This project builds a machine learning model to predict whether a customer will Churn or Not Churn based on demographic, account, and service usage data.
Project Highlights:
- Predicts customer churn using Random Forest.
- Handles class imbalance using SMOTE.
- Saves trained model, encoders, and scaler for making predictions on new customers.
- Tools: Python, Scikit-learn, NumPy, Pandas, Imbalanced-learn.
- Rows: ~7,000+ (telecom customer dataset)
- Features: Demographics, account info, service subscriptions, charges, tenure, contract type, payment method, etc.
- Label:
Churn(1 = Churn, 0 = Not Churn)
- Clone the repository:
git clone https://github.com/yourusername/customer-churn-prediction.git- Install required libraries:
pip install numpy pandas scikit-learn imbalanced-learn matplotlib seaborn- Run the notebook:
- Open
Customer_Churn_Prediction.ipynbin Jupyter Notebook or Google Colab and run all cells.
-
Data Loading: Load the dataset into a pandas DataFrame.
-
Data Preprocessing: Clean data, handle missing values, encode categorical variables, scale numeric features.
-
Exploratory Data Analysis: Visualize distributions and correlations.
-
Class Imbalance Handling: Use SMOTE to balance the dataset.
-
Train-Test Split: Split data into training and testing sets.
-
Model Training: Train Random Forest and XGBoost models with hyperparameter tuning.
-
Evaluation: Evaluate using accuracy, ROC-AUC, confusion matrix, and classification report.
-
Prediction Function: Predict churn for new customers using the saved model.
| Metric | Score |
|---|---|
| Training Accuracy | ~85% |
| Test Accuracy | ~82% |
| ROC-AUC Score | ~0.85 |
- The model demonstrates reliable performance in predicting customer churn.
Input:
example_input = {
'gender': 'Male',
'SeniorCitizen': 1,
'Partner': 'No',
'Dependents': 'No',
'tenure': 1,
'PhoneService': 'Yes',
'MultipleLines': 'Yes',
'InternetService': 'Fiber optic',
'OnlineSecurity': 'No',
'OnlineBackup': 'No',
'DeviceProtection': 'No',
'TechSupport': 'No',
'StreamingTV': 'Yes',
'StreamingMovies': 'Yes',
'Contract': 'Month-to-month',
'PaperlessBilling': 'Yes',
'PaymentMethod': 'Electronic check',
'MonthlyCharges': 99.65,
'TotalCharges': 99.65
}Prediction:
prediction, prob = make_prediction(example_input)

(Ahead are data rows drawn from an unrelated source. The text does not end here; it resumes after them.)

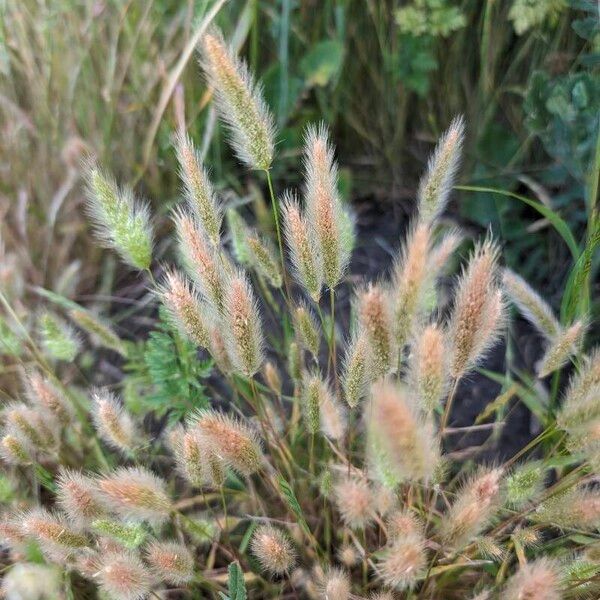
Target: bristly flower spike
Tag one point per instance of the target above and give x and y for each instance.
(563, 347)
(429, 366)
(204, 264)
(136, 493)
(332, 224)
(240, 103)
(356, 376)
(171, 561)
(43, 393)
(124, 576)
(78, 496)
(243, 333)
(479, 310)
(375, 320)
(121, 221)
(230, 440)
(186, 308)
(436, 185)
(273, 549)
(537, 580)
(533, 307)
(113, 423)
(198, 189)
(302, 244)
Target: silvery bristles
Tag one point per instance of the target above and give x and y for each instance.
(42, 392)
(136, 493)
(479, 310)
(230, 440)
(113, 423)
(563, 347)
(301, 240)
(332, 224)
(123, 576)
(404, 562)
(538, 580)
(170, 561)
(436, 185)
(79, 498)
(356, 375)
(375, 323)
(401, 439)
(205, 264)
(429, 366)
(410, 281)
(198, 191)
(473, 508)
(243, 329)
(190, 313)
(122, 222)
(58, 338)
(273, 549)
(531, 304)
(355, 502)
(239, 101)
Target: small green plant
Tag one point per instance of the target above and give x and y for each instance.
(301, 475)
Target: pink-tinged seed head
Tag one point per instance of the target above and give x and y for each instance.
(136, 493)
(273, 549)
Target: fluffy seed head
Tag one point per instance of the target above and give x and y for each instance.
(272, 377)
(354, 499)
(531, 304)
(302, 244)
(171, 561)
(478, 311)
(36, 429)
(537, 580)
(336, 585)
(52, 531)
(273, 549)
(78, 495)
(202, 262)
(564, 346)
(195, 458)
(198, 190)
(230, 440)
(355, 379)
(113, 423)
(58, 338)
(404, 563)
(14, 450)
(473, 508)
(240, 103)
(123, 576)
(137, 493)
(375, 320)
(429, 366)
(264, 259)
(410, 281)
(185, 307)
(332, 224)
(399, 437)
(244, 331)
(41, 392)
(307, 329)
(436, 185)
(402, 523)
(121, 221)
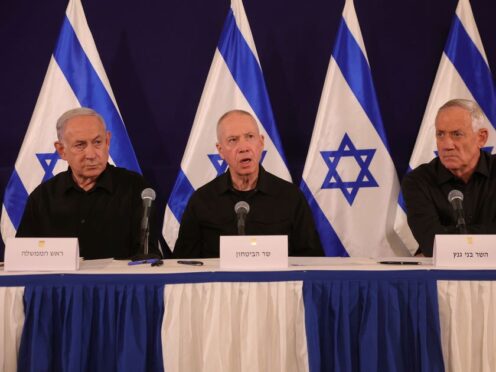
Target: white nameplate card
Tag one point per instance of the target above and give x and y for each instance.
(42, 254)
(465, 250)
(255, 252)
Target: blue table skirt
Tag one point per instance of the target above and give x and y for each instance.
(355, 320)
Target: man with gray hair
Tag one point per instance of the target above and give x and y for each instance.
(461, 165)
(277, 207)
(94, 201)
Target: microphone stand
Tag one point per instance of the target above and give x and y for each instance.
(146, 255)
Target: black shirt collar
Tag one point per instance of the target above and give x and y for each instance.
(104, 181)
(444, 175)
(263, 183)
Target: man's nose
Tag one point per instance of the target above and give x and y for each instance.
(90, 152)
(446, 143)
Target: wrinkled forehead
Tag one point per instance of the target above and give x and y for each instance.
(85, 125)
(453, 118)
(237, 124)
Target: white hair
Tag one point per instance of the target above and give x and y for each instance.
(68, 115)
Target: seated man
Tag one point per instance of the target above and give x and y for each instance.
(461, 165)
(94, 201)
(277, 207)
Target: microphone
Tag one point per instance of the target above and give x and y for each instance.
(455, 197)
(148, 196)
(241, 208)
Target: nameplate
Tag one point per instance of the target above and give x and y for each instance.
(254, 252)
(465, 250)
(41, 254)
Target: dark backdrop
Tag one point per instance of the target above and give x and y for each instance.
(157, 54)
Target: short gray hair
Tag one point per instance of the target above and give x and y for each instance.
(68, 115)
(230, 112)
(476, 114)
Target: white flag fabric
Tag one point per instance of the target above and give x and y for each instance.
(463, 73)
(349, 177)
(75, 78)
(235, 81)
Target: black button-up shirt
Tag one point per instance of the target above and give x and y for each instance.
(277, 207)
(106, 219)
(429, 212)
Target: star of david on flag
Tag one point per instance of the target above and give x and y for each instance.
(363, 158)
(235, 81)
(463, 73)
(352, 190)
(75, 78)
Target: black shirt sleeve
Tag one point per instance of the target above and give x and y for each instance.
(28, 226)
(304, 239)
(189, 242)
(422, 213)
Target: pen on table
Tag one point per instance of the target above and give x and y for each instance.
(192, 263)
(139, 262)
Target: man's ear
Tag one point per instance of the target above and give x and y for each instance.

print(f"Prediction: {prediction}, Probability: {prob:.2f}")Prediction: Churn, Probability : 0.97
You can explore and run this project in Google Colab:
Open Customer Churn Prediction Notebook
- Built and trained a Random Forest model to predict customer churn.
- Achieved high accuracy on both training and test sets.
- Demonstrates a complete machine learning workflow: preprocessing, model training, evaluation, and prediction.
- Helps businesses proactively identify at-risk customers and take retention actions.